In recent decades, circuses have taken a lot of heat, from PETA protesting the exploitation of elephants to hirsute women griping about the objectification of bearded ladies. As such, the current iteration of Ringling Bros. And Barnum & Bailey Circus is more mainstream than the traveling shows everyone’s grandparents used to see. (Seal Boy is gone. There are no diving ponies anymore. Even the “unicorn” Ringling Bros. used to trot out has vanished.)
That said, the circus is still a weird spectacle—a showcase of the bizarre. Even though it has gone mainstream, this is still a forum where albino tigers prance like housecats, motorcycles race within a steel sphere, and dogs ride horses.

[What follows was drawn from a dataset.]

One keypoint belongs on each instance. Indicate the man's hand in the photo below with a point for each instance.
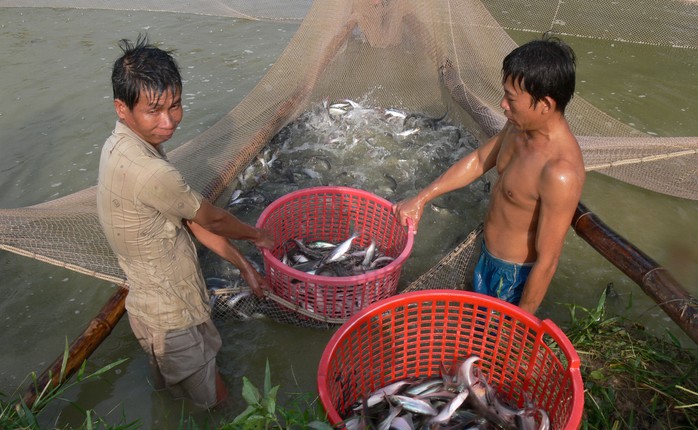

As the Ringling Bros. And Barnum & Bailey Circus pitches its proverbial tent for its annual run at the United Center today, The A.V. Club is happy to present some of the smaller, easily overlooked oddities that persist within “The Greatest Show On Earth.”
Dispassionate Dancing
At the start of the show, all of the circus performers parade into the arena and groove to the upbeat introductory tune. Keep your eyes on the Russian gymnasts or the Mongolian strongmen for some wonderfully dispassionate dancing.
Balance Good!
One of the tightrope walkers—on whose head his partners stand—wears a helmet made to resemble hair. It’s furry and black, with a flat top and hard edges, lending the athlete a Frankensteinian air.
High Flying, Low Blows
Maybe he was upset at missing the quadruple flip a few minutes earlier, but the star trapeze artist got into a pissing match with a baton twirler in the grand finale of the show I saw. She nearly smacked his face with her baton; he slapped her hand away and cursed her out. Good stuff.
Rapper or Ringmaster?
“Come and ride the train!” shouts ringmaster Jonathan Lee Iverson, in a voice sounding more like the Quad City DJ’s than a circus performer.
Sexual Circus
With all the exposed flesh and spandex costumes, there’s a definite sexual vibe to the circus. One of the contortionists is built like Jessica Simpson, which makes her ability to squeeze into a microwave-sized glass cube with two other women all the more thrilling. Snake charmers wearing serpentine bras dance suggestively with pythons (Mother Nature’s most phallic creatures). At one point in an aerial acrobatic routine, a woman hangs from a ball gag in her partner’s mouth.
Tiger Tights
The tiger trainer’s shiny black tights have decorative, blood-red claw marks scratched into the thighs. The intent is to communicate the danger of this craft, but the claw marks seem to broadcast incompetence, like a plumber in a wet uniform or a boxer entering the ring with two shiners.
Pachyderm Procreation
During his elaborate introduction for an elephant calf, the ringmaster boasts about the circus’ successful “elephant consummation,” which—for anyone who has seen mammoths copulate knows—truly is the greatest show on Earth.